In a move that could generously be described as 'doubling down,' the UK Home Office is extending a controversial pilot scheme aimed at stopping asylum seekers from crossing the English Channel in small boats - a scheme that, by most observable metrics, has not actually stopped asylum seekers from crossing the English Channel in small boats.
According to the Guardian, which learned of the extension, the so-called 'one in, one out' arrangement will now run until October. The deal was originally signed in July of last year between UK Prime Minister Keir Starmer and French President Emmanuel Macron, who at the time described it as nothing short of 'groundbreaking.' The basic premise: for every asylum seeker brought to the UK through the scheme, one would be returned.
What exactly is going on here?
The optics are, to put it charitably, a little awkward. Asylum seekers are reportedly expressing dismay at the continuation of a scheme that was supposed to offer a structured pathway but has done precious little to deter the dangerous small boat crossings that both governments have vowed to curtail.
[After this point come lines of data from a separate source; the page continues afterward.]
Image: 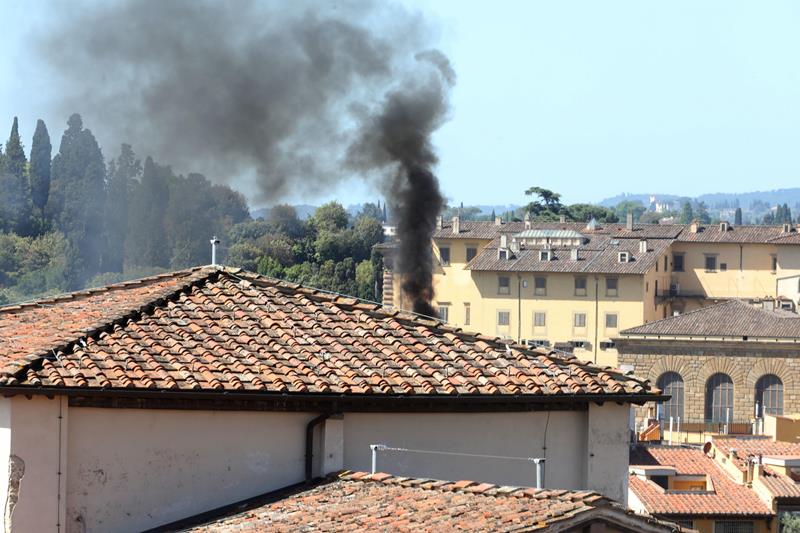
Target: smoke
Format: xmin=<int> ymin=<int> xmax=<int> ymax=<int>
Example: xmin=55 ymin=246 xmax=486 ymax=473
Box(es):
xmin=36 ymin=0 xmax=454 ymax=314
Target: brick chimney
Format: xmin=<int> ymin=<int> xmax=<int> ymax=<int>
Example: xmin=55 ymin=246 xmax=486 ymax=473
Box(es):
xmin=626 ymin=213 xmax=633 ymax=231
xmin=452 ymin=216 xmax=460 ymax=235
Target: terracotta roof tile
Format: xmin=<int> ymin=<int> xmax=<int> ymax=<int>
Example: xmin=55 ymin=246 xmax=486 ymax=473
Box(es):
xmin=0 ymin=267 xmax=655 ymax=399
xmin=629 ymin=445 xmax=773 ymax=517
xmin=678 ymin=224 xmax=800 ymax=244
xmin=620 ymin=299 xmax=800 ymax=338
xmin=182 ymin=471 xmax=687 ymax=532
xmin=712 ymin=437 xmax=800 ymax=499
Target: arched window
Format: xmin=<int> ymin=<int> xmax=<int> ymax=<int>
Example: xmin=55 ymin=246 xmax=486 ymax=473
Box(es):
xmin=657 ymin=372 xmax=684 ymax=421
xmin=706 ymin=373 xmax=734 ymax=422
xmin=755 ymin=375 xmax=783 ymax=417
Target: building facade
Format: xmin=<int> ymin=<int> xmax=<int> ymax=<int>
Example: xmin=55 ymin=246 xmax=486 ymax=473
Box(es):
xmin=385 ymin=218 xmax=800 ymax=368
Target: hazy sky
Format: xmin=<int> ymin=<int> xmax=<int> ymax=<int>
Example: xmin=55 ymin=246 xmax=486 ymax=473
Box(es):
xmin=3 ymin=1 xmax=800 ymax=207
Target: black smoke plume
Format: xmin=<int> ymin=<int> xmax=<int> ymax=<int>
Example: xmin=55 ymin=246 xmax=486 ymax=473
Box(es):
xmin=36 ymin=0 xmax=454 ymax=314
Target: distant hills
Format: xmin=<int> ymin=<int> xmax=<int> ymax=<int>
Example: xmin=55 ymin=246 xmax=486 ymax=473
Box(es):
xmin=600 ymin=188 xmax=800 ymax=209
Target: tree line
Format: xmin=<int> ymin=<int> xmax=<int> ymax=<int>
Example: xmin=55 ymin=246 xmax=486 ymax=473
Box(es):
xmin=0 ymin=114 xmax=386 ymax=305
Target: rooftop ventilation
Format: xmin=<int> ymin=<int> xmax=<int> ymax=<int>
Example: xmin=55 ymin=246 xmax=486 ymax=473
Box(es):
xmin=585 ymin=218 xmax=598 ymax=231
xmin=452 ymin=216 xmax=460 ymax=235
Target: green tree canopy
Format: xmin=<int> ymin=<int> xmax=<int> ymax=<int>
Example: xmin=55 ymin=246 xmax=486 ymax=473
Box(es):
xmin=29 ymin=119 xmax=52 ymax=220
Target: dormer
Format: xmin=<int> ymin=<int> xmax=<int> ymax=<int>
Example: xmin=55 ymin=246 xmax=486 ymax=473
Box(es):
xmin=618 ymin=251 xmax=630 ymax=263
xmin=540 ymin=250 xmax=552 ymax=261
xmin=784 ymin=223 xmax=793 ymax=234
xmin=720 ymin=221 xmax=729 ymax=232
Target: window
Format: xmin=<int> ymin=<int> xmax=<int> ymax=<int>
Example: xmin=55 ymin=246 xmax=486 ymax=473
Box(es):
xmin=673 ymin=254 xmax=684 ymax=272
xmin=439 ymin=247 xmax=450 ymax=266
xmin=772 ymin=255 xmax=778 ymax=272
xmin=497 ymin=311 xmax=510 ymax=326
xmin=438 ymin=305 xmax=449 ymax=322
xmin=657 ymin=372 xmax=684 ymax=421
xmin=605 ymin=277 xmax=618 ymax=297
xmin=605 ymin=313 xmax=618 ymax=329
xmin=574 ymin=276 xmax=587 ymax=296
xmin=498 ymin=276 xmax=511 ymax=295
xmin=463 ymin=303 xmax=471 ymax=326
xmin=706 ymin=373 xmax=734 ymax=422
xmin=720 ymin=263 xmax=727 ymax=271
xmin=618 ymin=251 xmax=629 ymax=263
xmin=705 ymin=255 xmax=717 ymax=272
xmin=574 ymin=313 xmax=587 ymax=328
xmin=534 ymin=312 xmax=546 ymax=327
xmin=499 ymin=249 xmax=509 ymax=260
xmin=713 ymin=521 xmax=754 ymax=533
xmin=664 ymin=256 xmax=668 ymax=271
xmin=466 ymin=247 xmax=477 ymax=262
xmin=534 ymin=276 xmax=547 ymax=296
xmin=755 ymin=374 xmax=783 ymax=416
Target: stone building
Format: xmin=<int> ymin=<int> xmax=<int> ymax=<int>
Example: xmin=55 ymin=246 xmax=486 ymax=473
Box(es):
xmin=616 ymin=300 xmax=800 ymax=426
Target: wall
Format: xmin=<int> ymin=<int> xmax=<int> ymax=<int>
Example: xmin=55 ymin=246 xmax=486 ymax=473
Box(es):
xmin=617 ymin=340 xmax=800 ymax=424
xmin=65 ymin=408 xmax=313 ymax=533
xmin=342 ymin=406 xmax=630 ymax=503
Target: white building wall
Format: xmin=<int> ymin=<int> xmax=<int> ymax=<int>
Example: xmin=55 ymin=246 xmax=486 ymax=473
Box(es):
xmin=586 ymin=402 xmax=631 ymax=505
xmin=342 ymin=411 xmax=589 ymax=493
xmin=64 ymin=408 xmax=313 ymax=533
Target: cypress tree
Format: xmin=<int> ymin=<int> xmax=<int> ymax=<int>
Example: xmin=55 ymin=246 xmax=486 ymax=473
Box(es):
xmin=127 ymin=157 xmax=170 ymax=268
xmin=0 ymin=117 xmax=33 ymax=234
xmin=734 ymin=207 xmax=743 ymax=225
xmin=53 ymin=114 xmax=107 ymax=289
xmin=105 ymin=144 xmax=141 ymax=272
xmin=29 ymin=119 xmax=52 ymax=217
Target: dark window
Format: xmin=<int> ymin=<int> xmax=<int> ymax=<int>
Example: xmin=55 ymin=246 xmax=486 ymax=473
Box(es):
xmin=499 ymin=249 xmax=509 ymax=260
xmin=657 ymin=372 xmax=684 ymax=421
xmin=705 ymin=255 xmax=717 ymax=272
xmin=664 ymin=256 xmax=668 ymax=271
xmin=755 ymin=374 xmax=783 ymax=416
xmin=498 ymin=276 xmax=511 ymax=295
xmin=466 ymin=247 xmax=477 ymax=262
xmin=706 ymin=373 xmax=734 ymax=422
xmin=720 ymin=263 xmax=727 ymax=271
xmin=439 ymin=247 xmax=450 ymax=266
xmin=713 ymin=521 xmax=753 ymax=533
xmin=606 ymin=277 xmax=618 ymax=297
xmin=772 ymin=255 xmax=778 ymax=272
xmin=534 ymin=276 xmax=547 ymax=296
xmin=673 ymin=254 xmax=684 ymax=272
xmin=574 ymin=276 xmax=587 ymax=296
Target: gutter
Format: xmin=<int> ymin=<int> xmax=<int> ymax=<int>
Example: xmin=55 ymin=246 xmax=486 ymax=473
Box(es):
xmin=0 ymin=386 xmax=665 ymax=407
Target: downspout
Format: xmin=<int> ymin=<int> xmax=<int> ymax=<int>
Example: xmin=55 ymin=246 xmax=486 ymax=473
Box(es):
xmin=593 ymin=276 xmax=599 ymax=364
xmin=517 ymin=275 xmax=522 ymax=343
xmin=305 ymin=413 xmax=330 ymax=483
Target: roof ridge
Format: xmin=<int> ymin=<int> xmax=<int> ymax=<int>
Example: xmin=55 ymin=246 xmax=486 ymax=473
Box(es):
xmin=0 ymin=265 xmax=219 ymax=314
xmin=0 ymin=267 xmax=221 ymax=384
xmin=336 ymin=470 xmax=606 ymax=502
xmin=619 ymin=299 xmax=747 ymax=333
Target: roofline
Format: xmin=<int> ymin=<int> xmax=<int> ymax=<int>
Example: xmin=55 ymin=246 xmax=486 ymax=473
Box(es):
xmin=0 ymin=386 xmax=663 ymax=411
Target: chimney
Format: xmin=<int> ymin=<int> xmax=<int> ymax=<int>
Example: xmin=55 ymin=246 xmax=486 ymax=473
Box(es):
xmin=494 ymin=216 xmax=503 ymax=226
xmin=690 ymin=219 xmax=699 ymax=233
xmin=559 ymin=214 xmax=566 ymax=224
xmin=729 ymin=448 xmax=737 ymax=461
xmin=626 ymin=213 xmax=633 ymax=231
xmin=510 ymin=240 xmax=520 ymax=254
xmin=452 ymin=216 xmax=460 ymax=235
xmin=524 ymin=212 xmax=532 ymax=229
xmin=436 ymin=215 xmax=443 ymax=230
xmin=639 ymin=240 xmax=648 ymax=253
xmin=499 ymin=234 xmax=508 ymax=248
xmin=209 ymin=235 xmax=220 ymax=266
xmin=570 ymin=248 xmax=579 ymax=261
xmin=784 ymin=223 xmax=793 ymax=233
xmin=720 ymin=221 xmax=729 ymax=232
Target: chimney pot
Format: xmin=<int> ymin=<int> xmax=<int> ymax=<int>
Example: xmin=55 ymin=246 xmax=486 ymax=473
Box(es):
xmin=452 ymin=216 xmax=460 ymax=235
xmin=495 ymin=216 xmax=503 ymax=226
xmin=436 ymin=215 xmax=443 ymax=230
xmin=626 ymin=213 xmax=634 ymax=231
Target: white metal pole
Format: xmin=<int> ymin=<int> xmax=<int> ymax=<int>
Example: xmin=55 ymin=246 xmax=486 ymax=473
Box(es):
xmin=370 ymin=444 xmax=385 ymax=474
xmin=533 ymin=458 xmax=546 ymax=489
xmin=669 ymin=416 xmax=674 ymax=445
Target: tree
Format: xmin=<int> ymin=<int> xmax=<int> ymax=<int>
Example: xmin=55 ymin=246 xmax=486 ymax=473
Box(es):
xmin=734 ymin=207 xmax=743 ymax=225
xmin=127 ymin=157 xmax=170 ymax=268
xmin=311 ymin=202 xmax=349 ymax=233
xmin=357 ymin=202 xmax=383 ymax=222
xmin=614 ymin=200 xmax=647 ymax=222
xmin=105 ymin=144 xmax=141 ymax=272
xmin=29 ymin=119 xmax=52 ymax=220
xmin=565 ymin=204 xmax=618 ymax=223
xmin=267 ymin=204 xmax=305 ymax=239
xmin=0 ymin=117 xmax=33 ymax=235
xmin=524 ymin=187 xmax=564 ymax=220
xmin=695 ymin=201 xmax=711 ymax=224
xmin=679 ymin=202 xmax=694 ymax=224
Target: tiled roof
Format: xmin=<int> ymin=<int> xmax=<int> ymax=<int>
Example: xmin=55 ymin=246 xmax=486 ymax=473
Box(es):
xmin=629 ymin=446 xmax=773 ymax=517
xmin=712 ymin=437 xmax=800 ymax=499
xmin=0 ymin=267 xmax=655 ymax=400
xmin=434 ymin=220 xmax=685 ymax=241
xmin=620 ymin=300 xmax=800 ymax=338
xmin=182 ymin=471 xmax=687 ymax=532
xmin=434 ymin=220 xmax=525 ymax=240
xmin=677 ymin=224 xmax=800 ymax=244
xmin=467 ymin=236 xmax=672 ymax=275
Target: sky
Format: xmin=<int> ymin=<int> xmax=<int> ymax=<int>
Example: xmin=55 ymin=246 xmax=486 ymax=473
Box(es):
xmin=3 ymin=1 xmax=800 ymax=208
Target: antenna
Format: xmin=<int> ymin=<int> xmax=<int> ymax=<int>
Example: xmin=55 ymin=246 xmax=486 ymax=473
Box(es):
xmin=210 ymin=236 xmax=221 ymax=266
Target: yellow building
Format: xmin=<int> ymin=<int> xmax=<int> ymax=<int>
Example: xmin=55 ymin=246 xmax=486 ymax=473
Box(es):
xmin=384 ymin=217 xmax=800 ymax=368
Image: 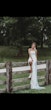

Channel crossings have remained a politically volcanic issue in the UK for years, with successive governments - Conservative and now Labour - pledging crackdowns while the numbers continue to be stubbornly immune to political rhetoric. Starmer's Labour government staked some early credibility on a fresh bilateral approach with France, positioning the July 2025 deal as a smarter, more cooperative alternative to the previous government's Rwanda deportation fiasco.
So why extend it?
Governments rarely love admitting a pilot isn't working, especially one that was announced with considerable fanfare at a bilateral summit. Extending the scheme to October buys more time to gather data, tweak the approach, or - and this is pure speculation - wait and hope something changes on its own.
What is confirmed, per the Guardian's reporting, is that the extension is happening and that people directly affected by the scheme are not pleased about it. What remains less clear is whether either government has a credible plan to make it work before the October deadline rolls around and everyone has to have this conversation again.
Macron and Starmer may have called it groundbreaking. Right now, it mostly seems ground-stalling.